What he’s describing sounds like the PGA Tour, particularly its Signature Events model, but with a more global presence. What he’s describing sounds like LIV but with more cache and a greater emphasis on meritocracy. But it’s not clear to me how what he’s describing works with ongoing negotiations between the PGA Tour and the DP World Tour and the PIF β€” particularly given that in his vision, LIV gets relegated to a team series in the game’s shoulder season.

LIV’s first event in Mexico tees off next week. A few league spots remain in flux, including one on the league-owned Cleeks and another on Jon Rahm’s new team. Their season debut will go head-to-head with the PGA Tour’s Signature Event at Pebble Beach. How will the dynamic of negotiations change once the leagues are pitted against each other once again?


A few more.

PGA Tour players go ridiculously low. This is not new news but a straightforward setup without notable weather serves as a reminder that no, you probably shouldn’t sign up for Q-School. The three-day cut was 13 under par! Thirteen under! And Dunlap was 27 under through three rounds.

Justin Thomas is still very good. Remember his T12 finish at the Wyndham last year β€” which left him just shy of the playoffs? He’s finished 5th (Fortinet), 4th (Nedbank Golf Challenge) 3rd (Hero World Challenge) and now T3 at the AmEx. That’s impressive stuff. He also entered this week at No. 28 in the world, leaving him on the edge of the top-30 cutoff for Signature Events. Now he’s No. 23, leaving him with some wiggle room.

The Hojgaards are coming. Both of ’em. The 22-year-old twins played in the same group on Saturday in Dubai and both played well all week, with Nicolai finishing T7 and Rasmus T11. While Nicolai has PGA Tour status and one single shot kept Rasmus from getting it, too, these two both feel like they’ll have a say in Europe’s golfing future.


Monday Finish HQ.

I was en route back from men’s league basketball last week (crushing loss, hurts to even write about) as I watched the themostat creep from 34 degrees to 33 and then to 32 and then 31…
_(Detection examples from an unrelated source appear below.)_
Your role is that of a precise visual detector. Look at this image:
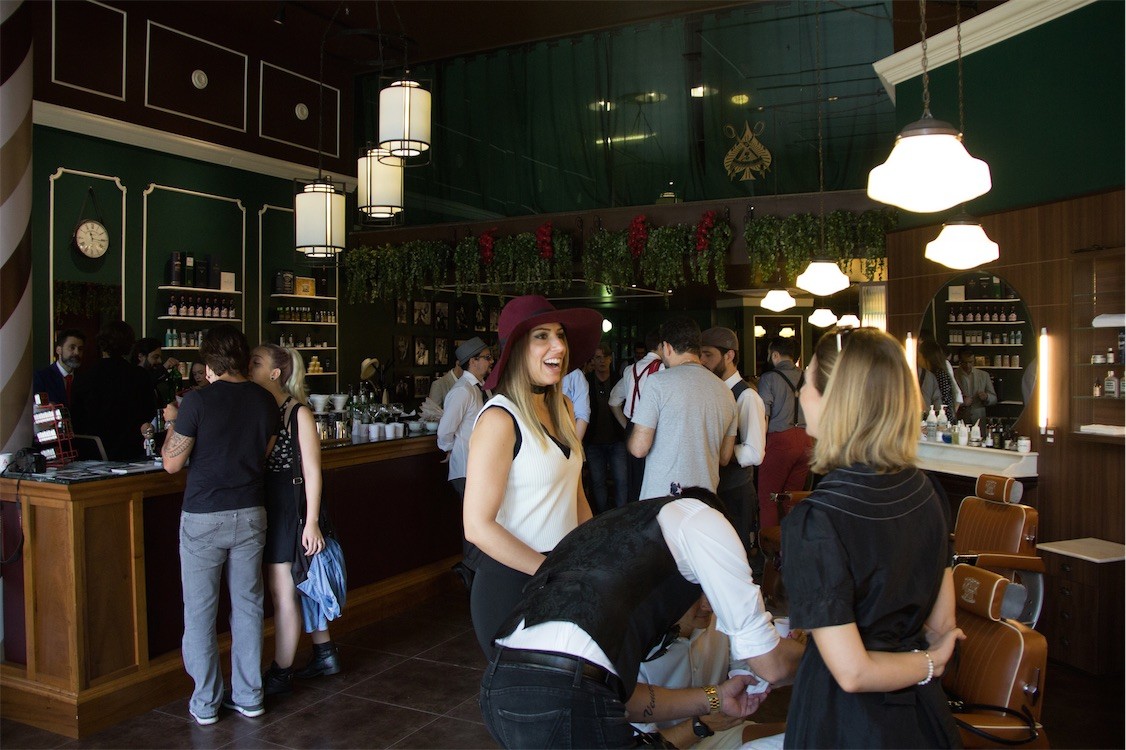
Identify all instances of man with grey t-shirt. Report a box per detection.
[628,318,739,500]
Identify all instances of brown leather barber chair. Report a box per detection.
[942,564,1048,748]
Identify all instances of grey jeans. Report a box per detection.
[180,506,266,716]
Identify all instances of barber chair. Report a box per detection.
[954,474,1044,627]
[759,491,810,614]
[942,564,1048,748]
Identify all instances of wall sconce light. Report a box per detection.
[1036,328,1052,435]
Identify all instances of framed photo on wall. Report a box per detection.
[414,336,430,366]
[414,300,431,325]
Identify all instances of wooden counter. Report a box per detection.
[0,436,461,738]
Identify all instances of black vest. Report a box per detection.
[497,491,715,700]
[716,381,754,492]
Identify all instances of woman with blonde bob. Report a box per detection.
[783,328,965,748]
[463,295,602,657]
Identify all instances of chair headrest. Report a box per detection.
[954,564,1009,620]
[974,474,1025,503]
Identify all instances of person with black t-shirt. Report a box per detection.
[161,323,278,725]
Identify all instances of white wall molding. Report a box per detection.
[872,0,1094,104]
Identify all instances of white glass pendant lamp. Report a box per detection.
[294,179,347,258]
[762,289,797,312]
[356,146,403,222]
[379,72,430,161]
[923,214,1001,270]
[868,111,993,214]
[796,258,849,297]
[810,307,837,328]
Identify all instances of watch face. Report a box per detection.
[74,218,109,258]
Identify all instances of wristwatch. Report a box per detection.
[692,716,715,739]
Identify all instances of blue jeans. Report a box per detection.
[180,506,266,716]
[582,440,629,516]
[481,644,636,748]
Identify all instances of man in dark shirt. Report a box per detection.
[71,320,157,461]
[161,323,278,725]
[32,328,86,408]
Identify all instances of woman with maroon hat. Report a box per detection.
[463,295,602,657]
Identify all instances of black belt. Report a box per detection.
[497,648,626,700]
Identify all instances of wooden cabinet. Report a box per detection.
[1037,538,1124,675]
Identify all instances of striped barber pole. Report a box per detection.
[0,0,33,453]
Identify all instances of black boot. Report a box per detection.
[262,661,293,695]
[296,641,340,680]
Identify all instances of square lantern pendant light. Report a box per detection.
[379,71,430,167]
[356,145,403,224]
[868,0,993,214]
[293,178,347,259]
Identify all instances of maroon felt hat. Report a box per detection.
[484,294,602,391]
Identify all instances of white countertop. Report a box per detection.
[1036,536,1126,563]
[918,440,1039,479]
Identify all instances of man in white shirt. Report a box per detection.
[438,336,493,498]
[700,327,767,556]
[609,329,664,502]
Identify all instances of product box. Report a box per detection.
[293,276,316,297]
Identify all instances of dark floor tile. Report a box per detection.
[345,659,482,714]
[446,695,485,724]
[417,631,489,669]
[56,711,235,750]
[391,717,499,750]
[247,694,435,750]
[0,718,71,750]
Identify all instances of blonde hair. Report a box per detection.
[497,333,583,457]
[804,328,922,474]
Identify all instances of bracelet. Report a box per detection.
[704,685,720,714]
[911,649,935,685]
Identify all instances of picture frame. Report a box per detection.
[434,302,449,331]
[414,300,434,325]
[413,336,431,367]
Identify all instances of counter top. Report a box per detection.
[1036,536,1126,563]
[918,440,1038,479]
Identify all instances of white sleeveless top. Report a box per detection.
[474,395,582,552]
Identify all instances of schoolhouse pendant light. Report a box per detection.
[923,214,1001,270]
[868,0,993,214]
[810,307,837,328]
[379,71,430,167]
[762,289,797,312]
[356,146,403,224]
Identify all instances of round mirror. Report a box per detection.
[917,271,1036,426]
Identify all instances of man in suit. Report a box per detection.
[32,328,86,409]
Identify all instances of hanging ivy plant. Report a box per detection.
[55,282,122,319]
[641,224,691,291]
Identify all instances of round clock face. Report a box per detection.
[74,218,109,258]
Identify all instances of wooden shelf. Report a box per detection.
[157,285,242,295]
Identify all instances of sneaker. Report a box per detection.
[223,693,266,718]
[188,708,218,726]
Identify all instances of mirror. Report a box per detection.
[754,315,804,377]
[919,271,1036,423]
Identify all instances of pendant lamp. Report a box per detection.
[379,71,430,167]
[356,146,403,223]
[761,289,797,312]
[810,307,837,328]
[868,0,993,213]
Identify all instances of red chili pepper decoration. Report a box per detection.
[536,222,555,260]
[477,229,497,266]
[628,214,649,258]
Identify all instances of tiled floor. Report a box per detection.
[0,591,1126,750]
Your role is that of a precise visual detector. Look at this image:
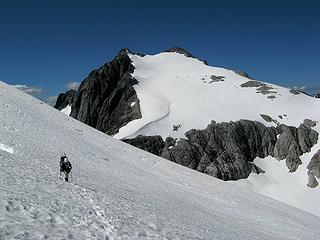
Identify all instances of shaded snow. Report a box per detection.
[0,143,13,153]
[114,53,320,216]
[0,82,320,239]
[114,52,320,138]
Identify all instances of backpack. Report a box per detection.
[60,157,72,172]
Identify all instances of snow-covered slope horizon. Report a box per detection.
[0,82,320,239]
[114,52,320,139]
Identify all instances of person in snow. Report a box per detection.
[60,153,72,182]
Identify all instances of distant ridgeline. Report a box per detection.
[54,48,320,188]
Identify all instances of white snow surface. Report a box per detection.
[61,105,71,116]
[0,143,13,153]
[114,52,320,139]
[114,52,320,216]
[0,82,320,240]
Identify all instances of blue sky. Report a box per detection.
[0,0,320,102]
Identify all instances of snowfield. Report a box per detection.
[110,52,320,216]
[0,82,320,240]
[114,52,320,139]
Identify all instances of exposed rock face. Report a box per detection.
[162,120,277,180]
[54,49,141,135]
[54,90,77,110]
[122,135,165,156]
[124,120,320,181]
[234,70,251,79]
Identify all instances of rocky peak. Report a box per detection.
[54,89,77,111]
[55,48,141,135]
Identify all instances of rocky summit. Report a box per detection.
[55,47,320,187]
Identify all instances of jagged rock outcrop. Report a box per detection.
[54,89,77,110]
[124,119,320,181]
[162,120,277,180]
[55,49,141,135]
[274,120,318,172]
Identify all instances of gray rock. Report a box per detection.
[274,124,302,172]
[54,49,141,135]
[240,80,266,88]
[240,80,276,95]
[303,119,317,128]
[54,90,77,111]
[162,120,277,180]
[122,135,165,156]
[260,114,273,122]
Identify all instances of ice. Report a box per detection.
[0,82,320,240]
[0,143,13,153]
[61,105,71,116]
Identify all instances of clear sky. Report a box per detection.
[0,0,320,102]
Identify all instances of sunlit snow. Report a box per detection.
[0,82,320,240]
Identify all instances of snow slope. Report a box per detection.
[114,52,320,139]
[0,82,320,239]
[114,52,320,216]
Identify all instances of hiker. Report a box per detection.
[60,154,72,182]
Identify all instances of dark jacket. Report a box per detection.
[60,156,72,172]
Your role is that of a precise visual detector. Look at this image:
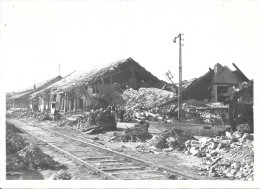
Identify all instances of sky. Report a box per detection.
[0,0,260,91]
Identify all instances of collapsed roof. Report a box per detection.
[8,76,62,100]
[46,57,166,93]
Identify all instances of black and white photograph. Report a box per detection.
[0,0,260,188]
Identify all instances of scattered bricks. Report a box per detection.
[226,131,232,139]
[191,140,200,148]
[210,150,218,157]
[217,142,227,150]
[185,140,191,148]
[208,142,218,150]
[241,133,254,141]
[233,131,243,139]
[199,137,210,144]
[190,147,200,156]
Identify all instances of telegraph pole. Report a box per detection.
[173,34,184,121]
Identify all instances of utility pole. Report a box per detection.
[173,34,184,121]
[165,70,178,93]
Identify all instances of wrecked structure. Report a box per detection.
[7,76,62,109]
[161,63,249,106]
[35,58,166,112]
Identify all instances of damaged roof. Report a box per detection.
[48,57,160,93]
[8,76,62,100]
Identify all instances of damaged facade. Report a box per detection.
[35,58,166,112]
[7,76,62,109]
[161,63,249,106]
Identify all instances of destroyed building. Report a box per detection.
[33,58,166,112]
[7,76,62,108]
[161,63,249,106]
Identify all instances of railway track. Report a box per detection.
[7,120,212,180]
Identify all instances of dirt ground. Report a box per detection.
[8,118,223,179]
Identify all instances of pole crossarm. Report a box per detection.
[173,33,184,121]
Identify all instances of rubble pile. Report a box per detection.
[123,88,175,109]
[113,122,152,142]
[6,110,53,121]
[58,110,117,133]
[182,126,254,180]
[6,144,64,171]
[208,142,254,180]
[6,123,28,155]
[95,111,117,131]
[137,129,196,153]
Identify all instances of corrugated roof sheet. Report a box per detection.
[48,58,160,92]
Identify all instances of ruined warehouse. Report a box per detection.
[160,63,249,106]
[34,58,166,112]
[7,76,62,109]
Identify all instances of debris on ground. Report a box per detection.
[53,170,72,180]
[6,109,53,121]
[6,123,28,155]
[113,121,152,142]
[137,129,196,153]
[185,125,254,180]
[6,144,64,171]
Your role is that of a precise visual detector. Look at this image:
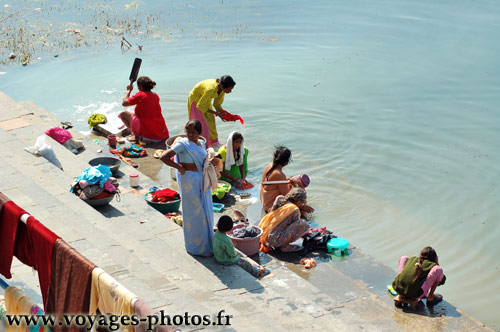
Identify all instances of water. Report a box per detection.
[0,0,500,329]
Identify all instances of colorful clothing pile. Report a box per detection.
[109,144,148,158]
[219,110,245,124]
[233,226,260,239]
[151,188,181,203]
[87,113,108,128]
[70,165,118,201]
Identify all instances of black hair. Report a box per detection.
[219,75,236,89]
[184,119,201,134]
[137,76,156,92]
[266,146,292,178]
[217,216,233,233]
[233,131,244,160]
[413,247,437,282]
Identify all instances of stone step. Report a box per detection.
[0,132,215,312]
[0,100,352,330]
[4,96,458,330]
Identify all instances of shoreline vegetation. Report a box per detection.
[0,1,167,65]
[0,0,260,66]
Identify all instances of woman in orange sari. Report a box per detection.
[259,187,309,252]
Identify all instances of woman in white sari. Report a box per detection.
[160,120,214,256]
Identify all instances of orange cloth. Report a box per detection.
[260,184,281,211]
[5,286,35,332]
[259,203,299,252]
[300,258,316,269]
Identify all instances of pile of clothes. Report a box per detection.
[109,144,148,158]
[148,188,181,203]
[70,165,119,201]
[232,226,260,239]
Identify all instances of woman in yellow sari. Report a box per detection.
[188,75,236,147]
[259,188,309,252]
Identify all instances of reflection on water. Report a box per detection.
[0,0,500,329]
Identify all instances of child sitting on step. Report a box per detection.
[213,216,269,277]
[392,247,446,308]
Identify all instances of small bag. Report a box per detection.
[302,230,337,251]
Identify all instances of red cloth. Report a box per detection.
[241,180,253,190]
[45,127,73,144]
[14,217,59,307]
[151,188,180,203]
[45,239,96,332]
[219,110,245,124]
[128,91,169,140]
[0,193,26,279]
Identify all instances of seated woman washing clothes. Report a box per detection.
[218,131,252,189]
[259,146,314,213]
[119,76,169,141]
[259,187,309,252]
[160,120,214,256]
[392,247,446,308]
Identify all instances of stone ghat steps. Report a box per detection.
[0,92,356,328]
[0,93,492,331]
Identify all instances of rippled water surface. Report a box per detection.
[0,0,500,329]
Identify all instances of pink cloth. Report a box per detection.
[104,180,116,193]
[189,103,210,140]
[45,127,73,144]
[398,256,444,299]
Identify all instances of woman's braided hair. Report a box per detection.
[413,247,437,282]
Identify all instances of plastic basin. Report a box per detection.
[89,157,121,173]
[85,195,115,207]
[326,237,349,254]
[144,194,181,214]
[227,224,262,256]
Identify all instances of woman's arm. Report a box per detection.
[240,163,247,180]
[196,90,217,114]
[160,149,186,174]
[220,170,239,181]
[122,82,134,106]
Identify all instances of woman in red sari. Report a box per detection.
[119,76,169,141]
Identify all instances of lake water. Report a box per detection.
[0,0,500,329]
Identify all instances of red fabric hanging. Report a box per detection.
[0,193,26,279]
[151,188,180,203]
[45,239,96,332]
[219,110,245,124]
[14,217,59,307]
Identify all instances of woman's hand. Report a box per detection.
[300,204,314,213]
[234,177,243,189]
[177,164,186,174]
[287,178,304,189]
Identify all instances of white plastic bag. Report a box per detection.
[24,135,63,169]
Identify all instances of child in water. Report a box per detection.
[213,216,269,277]
[392,247,446,308]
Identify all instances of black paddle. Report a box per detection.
[128,58,142,83]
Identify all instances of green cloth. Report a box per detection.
[392,256,436,299]
[213,231,238,265]
[88,113,108,128]
[218,145,248,182]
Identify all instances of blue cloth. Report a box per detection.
[71,165,111,188]
[175,138,214,255]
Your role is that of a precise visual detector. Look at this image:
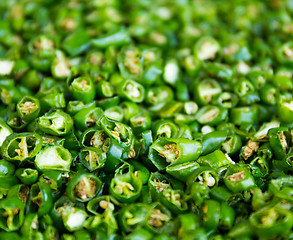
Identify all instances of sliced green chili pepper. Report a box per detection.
[16,96,40,122]
[35,146,73,171]
[149,137,202,170]
[66,173,102,202]
[38,110,73,136]
[1,132,42,162]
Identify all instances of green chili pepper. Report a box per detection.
[149,137,202,170]
[69,77,96,103]
[92,28,131,48]
[186,166,219,189]
[1,132,42,162]
[15,168,39,185]
[35,146,73,171]
[223,166,255,193]
[62,30,90,56]
[249,207,293,238]
[74,107,103,130]
[110,172,142,203]
[201,131,228,155]
[66,173,102,202]
[38,110,73,136]
[16,96,40,122]
[197,150,230,169]
[0,197,24,232]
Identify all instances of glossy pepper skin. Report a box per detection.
[0,0,293,240]
[16,96,41,122]
[249,206,293,238]
[268,127,290,159]
[30,183,53,216]
[38,110,73,136]
[110,171,142,203]
[66,173,102,202]
[149,137,202,170]
[0,197,25,232]
[223,166,255,193]
[1,132,42,162]
[15,168,39,185]
[148,172,187,214]
[69,77,96,103]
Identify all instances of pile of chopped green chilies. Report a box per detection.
[0,0,293,240]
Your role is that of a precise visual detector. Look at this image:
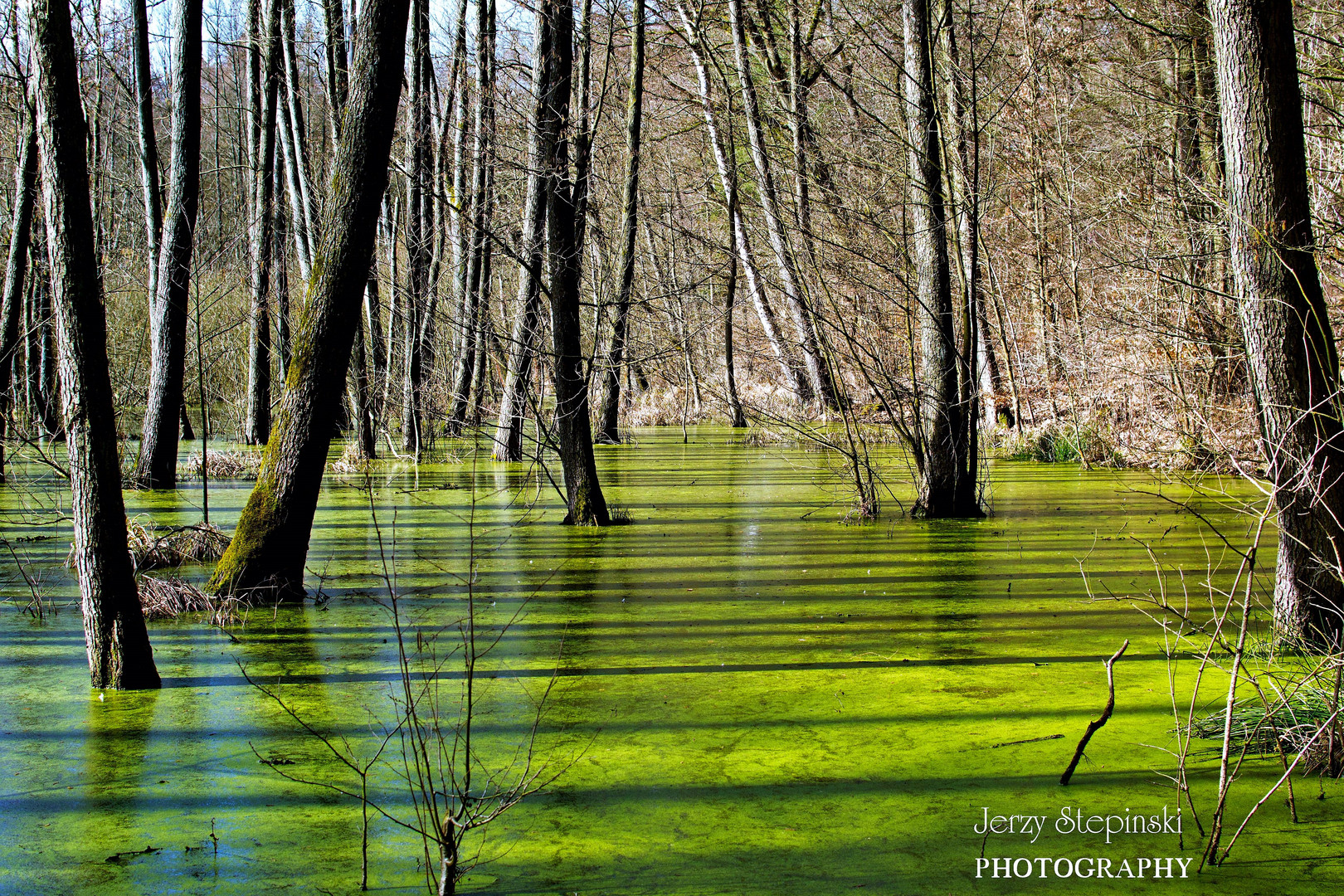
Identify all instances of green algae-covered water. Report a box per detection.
[0,429,1344,896]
By the time I crept all the way home I came across a couple cars that had slid β€” slowly, luckily β€” off course and ended up somewhere they wished they hadn’t. There’s no tragic nor happy ending to this story except to say that Seattle is a funny winter city in the sense that there’s not enough bad weather to fully invest in snow-and-ice-proofing everything, but it also happens enough (a couple full-on freezes per winter, in my experience) that it’s fairly debilitating when it does get sketchy. Especially the hills.

Anyway, it’s back to 47 and drizzle this morning, so life is good.


3 things to watch this week.

1. The Green Room.

I’m curious if the Green Room is gonna end up being, like, too dark. But for now, this is terrific stuff.

Here’s James Morrison: “If anybody wants to employ an overweight golfer, call me, please. ASAP.”

2. Golf β€” on CBS!

Torrey Pines drone shots, gang. And that music! It’s Farmers Insurance Week. This is where Tiger Woods used to play his first event of the season, which means in my mind it’s where the West Coast Swing officially begins. See you there, Jim Nantz. (Just remember: Wednesday start this week!)

3. West Florida Szn

Florida’s underrated Gulf Coast will be in the spotlight this week as the LPGA takes to the Drive On Championship at Bradenton Country Club, a cool old-school Donald Ross course. Nelly Korda lives nearby, so she’s an easy favorite. But all four major champs from last year are competing, too, including defending champ Celine Boutier β€” though when she won this “tournament” last year it was in Arizona.